Post by Brad » Sun Sep 14, 2008 7:40 pm

Reports from the bay and offshore waters have been a little mixed over the last week with some anglers doing well whilst others have struggled. I was one of those who returned home with nothing other than a fuel bill for a day on the water earlier in the week. I had headed to a spot in the top end of the bay to target cobia even though I knew it was a little early in the season for this spot and that the tides and moon phase were against me. As a result, my live baiting efforts were in vain although it was an enjoyably calm and warm day on the water. On the way home I saw a few schools of small tunas, probably frigates or bonito but didn’t stop for a cast. Most were in the area between Comboyuro and the northern end of the Pearl Channel with a few closer to Scarborough. A second trip offshore from the South Passage Bar in the middle of the week with a few mates yielded a full bag of quality pearl perch in the 2kg to 4kg bracket, mostly caught on plastics fished on paternoster rigs.

Reports of snapper around the bay islands have dropped off, which either means there are fewer being caught or less anglers targeting them. Snapper should be around in decent numbers for several months yet and can usually be caught right throughout the year so don’t let the rise in temperature deter you. I have had one of my best ever days at the start of November with the best bite time being around midday in less than 4m of water. Plastics and baits will all work well but with the clearer water due to the westerly winds, the darkened hours will probably fish best, especially considering the recent full moon.
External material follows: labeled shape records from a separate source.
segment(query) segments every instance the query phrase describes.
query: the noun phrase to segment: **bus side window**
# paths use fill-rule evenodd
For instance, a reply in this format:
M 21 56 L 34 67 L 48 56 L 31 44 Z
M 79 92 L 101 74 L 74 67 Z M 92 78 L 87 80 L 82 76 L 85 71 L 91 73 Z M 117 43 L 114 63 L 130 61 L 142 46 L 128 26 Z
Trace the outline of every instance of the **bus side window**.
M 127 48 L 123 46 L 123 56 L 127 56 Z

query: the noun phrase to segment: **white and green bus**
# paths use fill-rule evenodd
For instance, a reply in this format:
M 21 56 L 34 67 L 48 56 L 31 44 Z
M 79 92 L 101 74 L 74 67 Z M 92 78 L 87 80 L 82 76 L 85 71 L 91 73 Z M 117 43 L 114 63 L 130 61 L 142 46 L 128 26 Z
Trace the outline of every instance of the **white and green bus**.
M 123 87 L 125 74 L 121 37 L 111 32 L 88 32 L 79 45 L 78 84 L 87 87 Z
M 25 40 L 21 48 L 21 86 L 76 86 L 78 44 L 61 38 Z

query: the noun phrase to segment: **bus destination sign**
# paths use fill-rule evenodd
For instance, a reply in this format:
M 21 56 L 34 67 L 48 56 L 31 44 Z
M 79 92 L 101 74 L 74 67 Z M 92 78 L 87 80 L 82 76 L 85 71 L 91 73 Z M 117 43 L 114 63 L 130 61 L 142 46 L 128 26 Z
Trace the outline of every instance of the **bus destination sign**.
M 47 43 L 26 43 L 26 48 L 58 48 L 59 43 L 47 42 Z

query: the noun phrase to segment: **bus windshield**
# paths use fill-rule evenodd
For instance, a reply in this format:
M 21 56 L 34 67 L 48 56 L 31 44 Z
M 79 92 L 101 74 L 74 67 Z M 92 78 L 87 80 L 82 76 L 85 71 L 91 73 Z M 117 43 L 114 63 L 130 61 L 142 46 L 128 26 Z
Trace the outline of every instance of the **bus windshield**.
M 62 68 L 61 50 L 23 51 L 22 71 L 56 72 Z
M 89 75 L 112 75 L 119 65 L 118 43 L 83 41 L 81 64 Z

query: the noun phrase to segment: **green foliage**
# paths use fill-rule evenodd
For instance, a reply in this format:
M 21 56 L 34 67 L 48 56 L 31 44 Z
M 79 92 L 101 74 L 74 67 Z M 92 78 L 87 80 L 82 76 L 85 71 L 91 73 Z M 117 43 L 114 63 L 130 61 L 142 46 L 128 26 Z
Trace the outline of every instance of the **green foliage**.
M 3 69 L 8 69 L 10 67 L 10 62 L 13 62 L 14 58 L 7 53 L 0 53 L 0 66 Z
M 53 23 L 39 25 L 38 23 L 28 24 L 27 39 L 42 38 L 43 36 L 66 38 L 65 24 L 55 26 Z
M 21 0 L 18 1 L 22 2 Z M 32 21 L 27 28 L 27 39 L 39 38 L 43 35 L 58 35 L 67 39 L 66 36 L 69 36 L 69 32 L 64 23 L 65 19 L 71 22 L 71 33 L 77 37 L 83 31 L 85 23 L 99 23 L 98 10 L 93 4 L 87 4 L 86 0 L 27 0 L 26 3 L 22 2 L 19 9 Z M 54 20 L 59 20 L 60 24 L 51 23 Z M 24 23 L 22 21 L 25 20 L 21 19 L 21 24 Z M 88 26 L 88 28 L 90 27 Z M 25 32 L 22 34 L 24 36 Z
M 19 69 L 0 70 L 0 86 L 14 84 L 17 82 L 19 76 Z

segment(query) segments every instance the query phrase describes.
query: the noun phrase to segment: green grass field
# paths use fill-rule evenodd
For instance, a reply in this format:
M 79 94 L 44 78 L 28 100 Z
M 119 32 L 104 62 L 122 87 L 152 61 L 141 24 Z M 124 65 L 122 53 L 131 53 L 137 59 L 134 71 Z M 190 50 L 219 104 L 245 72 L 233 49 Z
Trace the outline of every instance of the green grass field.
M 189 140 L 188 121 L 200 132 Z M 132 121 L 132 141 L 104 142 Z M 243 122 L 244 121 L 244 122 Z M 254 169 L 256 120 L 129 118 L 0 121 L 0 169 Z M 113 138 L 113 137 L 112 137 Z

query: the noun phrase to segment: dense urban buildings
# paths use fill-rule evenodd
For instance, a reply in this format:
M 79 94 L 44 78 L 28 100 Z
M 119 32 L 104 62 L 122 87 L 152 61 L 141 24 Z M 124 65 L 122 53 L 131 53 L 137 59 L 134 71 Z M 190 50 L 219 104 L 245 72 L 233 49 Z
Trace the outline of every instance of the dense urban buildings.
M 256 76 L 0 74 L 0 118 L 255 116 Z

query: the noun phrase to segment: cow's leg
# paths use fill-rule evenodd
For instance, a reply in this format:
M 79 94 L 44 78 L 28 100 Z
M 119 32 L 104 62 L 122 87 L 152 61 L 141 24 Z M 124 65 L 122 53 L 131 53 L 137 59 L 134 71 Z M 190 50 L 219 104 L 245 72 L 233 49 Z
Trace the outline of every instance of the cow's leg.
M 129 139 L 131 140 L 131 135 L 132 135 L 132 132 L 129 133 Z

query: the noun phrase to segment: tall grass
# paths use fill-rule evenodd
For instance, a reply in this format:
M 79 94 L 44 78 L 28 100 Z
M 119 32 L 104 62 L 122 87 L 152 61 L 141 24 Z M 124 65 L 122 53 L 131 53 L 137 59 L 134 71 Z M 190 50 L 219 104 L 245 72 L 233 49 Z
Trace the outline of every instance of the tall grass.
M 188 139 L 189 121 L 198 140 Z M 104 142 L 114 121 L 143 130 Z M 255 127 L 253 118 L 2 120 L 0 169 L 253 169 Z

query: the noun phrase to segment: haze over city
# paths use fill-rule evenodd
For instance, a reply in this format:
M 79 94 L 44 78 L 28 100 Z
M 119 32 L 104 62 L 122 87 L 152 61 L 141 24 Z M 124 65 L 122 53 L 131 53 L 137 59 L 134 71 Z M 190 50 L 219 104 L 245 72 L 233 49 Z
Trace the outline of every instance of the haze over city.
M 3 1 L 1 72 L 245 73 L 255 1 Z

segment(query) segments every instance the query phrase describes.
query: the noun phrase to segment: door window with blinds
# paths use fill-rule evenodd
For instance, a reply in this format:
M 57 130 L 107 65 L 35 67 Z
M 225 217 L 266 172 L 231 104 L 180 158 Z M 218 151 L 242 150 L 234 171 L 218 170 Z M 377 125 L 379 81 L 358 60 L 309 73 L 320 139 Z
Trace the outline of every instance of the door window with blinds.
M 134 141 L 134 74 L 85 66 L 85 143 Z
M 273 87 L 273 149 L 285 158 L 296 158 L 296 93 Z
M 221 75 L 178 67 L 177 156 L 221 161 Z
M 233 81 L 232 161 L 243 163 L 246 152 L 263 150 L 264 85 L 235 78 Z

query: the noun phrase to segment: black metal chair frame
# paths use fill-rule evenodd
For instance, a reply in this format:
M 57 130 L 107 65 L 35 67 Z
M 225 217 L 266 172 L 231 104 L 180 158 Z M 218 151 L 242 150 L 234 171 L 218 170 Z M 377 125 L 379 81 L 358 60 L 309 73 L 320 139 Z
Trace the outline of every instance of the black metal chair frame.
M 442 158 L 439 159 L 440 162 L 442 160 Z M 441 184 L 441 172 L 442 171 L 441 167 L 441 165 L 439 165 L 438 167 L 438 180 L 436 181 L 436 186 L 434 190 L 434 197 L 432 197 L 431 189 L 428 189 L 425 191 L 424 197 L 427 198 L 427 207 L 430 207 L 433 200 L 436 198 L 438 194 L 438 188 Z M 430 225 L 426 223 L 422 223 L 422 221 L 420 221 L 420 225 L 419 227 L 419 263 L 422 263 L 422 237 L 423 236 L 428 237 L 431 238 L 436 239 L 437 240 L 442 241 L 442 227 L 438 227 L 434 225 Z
The Brisbane River has still being producing a few quality threadfin salmon with captures being recorded from right along its length. A few mulloway have also been around with one angler landing and releasing three over a metre over two morning sessions. With the smaller tides this week, it is a good time to be exploring the rock walls and submerged ledges with plastics, lipless crankbaits and live baits. Snapper, estuary cod, bream, flathead and several other species will also be encountered.

Most estuarine areas are fishing well for anglers at present with plenty of reports of big flathead coming in. The Jumpinpin area has been on fire with one angler reporting 19 flathead for a session with seven over 70cm in length. The best was an 88cm beauty hooked on a soft plastic in less than a metre of water. The main gutters through which water drains from the flats are key places to target, as are the deeper channels. Plastics and drifted baits such as hardiheads, whitebait, frogmouth pillies and live offerings will almost certainly put you in with a good chance. Trolling bibbed minnows in bright colours along the edges of the banks on the falling tide will generally produce a few quality fish. Scarborough Reef has fished a little better this week with several anglers reporting a few good captures of snapper, bream, flathead and estuary cod. These were caught on plastics predominately, with several good fish taken by an early morning group of kayak anglers. An occasional school mackerel and quality tailor has also been taken from these grounds.

Squid have been around in reasonable numbers for those anglers who go to the effort of chasing them. Areas such as Goat Island, weed beds on the western side of Moreton, north eastern corner of St.Helena, northern and western side of Mud and any other shallow reef or weed bed areas with relatively clear water have all produced decent catches, especially towards the top of the tide. The Manly Jetty, Victoria Point Jetty and Redcliffe Jetty have been good places to try for land-based squidders. An occasional positive report from the top end of the Rous Channel, Brown’s Gutter and northern end of the Rainbow Channel tells of school mackerel being taken on spoons trolled behind paravanes.